On one hand, I have trouble giving myself complete permission to be excited about the revolution in truss roofs. After all, the trend works to displace some of the need for carpentry skills, inching the trade closer towards that of component assembly rather than a creative craft. And how can you get excited about the lowering of stakes like that in any trade? But then I think of all those plain-roofed homes that were the bread and butter of the homebuilding business back in the 1970s. Compare them to what’s going up now, even in entry-level developments, and you’ll see why it’s hard to resist the excitement. The great roofs that are showing up everywhere have done more to boost the curb appeal of new homes than any other single refinement in the business. And if that’s also happening at a cost that’s reasonable enough for many home buyers to afford, who can argue?
Sidebar: Not Just Any-Old Wood
When engineers sit down to design a roof truss, wood quality is something they have to be able to count on. Without some assurance that truss lumber will be consistent and flawless, what good is truss design when, say, a bad knot or some wavy grain can blow the whole thing out of the water? And since conventional lumber grading procedures couldn’t be counted upon to supply the level of lumber consistency required, something else was needed.
That’s why the lumber industry developed a system of grading assessment call MSR — machine stress-rated lumber. Equipment measures the stiffness and elasticity of each and every piece of candidate lumber and assigns a passing or failing result. Although the only way to fully assess the strength of a piece of wood is to actually break it, MSR stiffness testing is a trustworthy, non-destructive alternative, especially when coupled with conservative design safety allowances. Even lumber plants that determine MSR standards are regularly assessed themselves for machine calibrations, plant use practices, and maintenance of detailed test records as part of the process.
MSR lumber generally carries two measured values on its grade stamp: strength (Fb) and stiffness (E). These numbers side-step most important differences that exist between species, simplifying the truss construction process and any other part of the building trades where consistent, reliable wood strength is critical.
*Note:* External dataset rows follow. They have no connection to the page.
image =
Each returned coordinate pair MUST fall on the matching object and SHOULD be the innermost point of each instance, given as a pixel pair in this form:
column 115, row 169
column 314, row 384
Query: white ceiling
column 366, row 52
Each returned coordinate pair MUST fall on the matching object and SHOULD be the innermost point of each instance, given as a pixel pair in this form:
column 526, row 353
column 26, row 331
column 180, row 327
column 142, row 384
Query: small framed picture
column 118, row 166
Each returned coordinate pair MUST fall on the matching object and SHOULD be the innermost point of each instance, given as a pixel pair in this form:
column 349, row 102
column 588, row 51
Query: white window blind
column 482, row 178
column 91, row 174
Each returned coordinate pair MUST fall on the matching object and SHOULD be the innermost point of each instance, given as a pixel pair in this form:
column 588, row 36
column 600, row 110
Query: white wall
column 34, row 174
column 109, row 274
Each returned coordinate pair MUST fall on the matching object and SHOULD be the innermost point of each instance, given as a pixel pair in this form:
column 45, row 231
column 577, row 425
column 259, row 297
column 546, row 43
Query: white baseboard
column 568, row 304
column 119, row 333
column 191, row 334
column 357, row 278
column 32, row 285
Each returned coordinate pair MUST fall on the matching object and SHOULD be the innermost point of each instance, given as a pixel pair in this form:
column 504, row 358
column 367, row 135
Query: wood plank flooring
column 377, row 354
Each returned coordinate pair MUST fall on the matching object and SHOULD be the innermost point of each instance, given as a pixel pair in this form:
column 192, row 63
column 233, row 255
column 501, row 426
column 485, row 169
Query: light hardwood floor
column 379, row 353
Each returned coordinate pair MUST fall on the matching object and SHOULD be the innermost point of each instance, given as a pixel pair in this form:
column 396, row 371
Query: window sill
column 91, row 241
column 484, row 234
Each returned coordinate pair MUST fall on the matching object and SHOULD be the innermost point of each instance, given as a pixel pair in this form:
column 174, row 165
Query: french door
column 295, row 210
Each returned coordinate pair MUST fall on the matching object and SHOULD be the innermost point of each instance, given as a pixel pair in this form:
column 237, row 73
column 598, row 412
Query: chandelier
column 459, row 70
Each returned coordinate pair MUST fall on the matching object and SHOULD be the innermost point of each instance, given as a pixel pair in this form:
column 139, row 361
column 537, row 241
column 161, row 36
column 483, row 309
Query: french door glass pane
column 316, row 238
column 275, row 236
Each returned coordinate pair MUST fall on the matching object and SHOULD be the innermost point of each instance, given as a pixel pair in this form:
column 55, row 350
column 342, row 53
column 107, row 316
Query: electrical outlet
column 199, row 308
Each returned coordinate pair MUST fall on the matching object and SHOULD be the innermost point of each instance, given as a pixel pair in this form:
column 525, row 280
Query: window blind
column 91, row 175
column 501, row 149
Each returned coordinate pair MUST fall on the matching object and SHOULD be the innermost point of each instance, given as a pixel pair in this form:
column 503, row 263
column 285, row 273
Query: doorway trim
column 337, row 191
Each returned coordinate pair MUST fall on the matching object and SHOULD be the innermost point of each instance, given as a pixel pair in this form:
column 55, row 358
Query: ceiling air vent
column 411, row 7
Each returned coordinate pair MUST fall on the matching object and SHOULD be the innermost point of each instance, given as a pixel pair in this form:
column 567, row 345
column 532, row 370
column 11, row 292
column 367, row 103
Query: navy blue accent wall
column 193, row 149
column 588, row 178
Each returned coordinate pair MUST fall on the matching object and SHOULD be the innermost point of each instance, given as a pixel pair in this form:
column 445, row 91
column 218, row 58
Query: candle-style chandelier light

Sidebar: Floors Are Changing, Too
The same truss revolution that’s enhancing roof lines is also affecting floor framing. It’s now routine to design 24-inch deep floor trusses that can span 40-feet without support. Besides more usable interior spaces, trusses are easier to install subflooring onto because of the wider nailing surfaces presented by the top edge of the floor truss web. Freedom from the need for roof support is optimized when floor frames are also entirely self-supporting.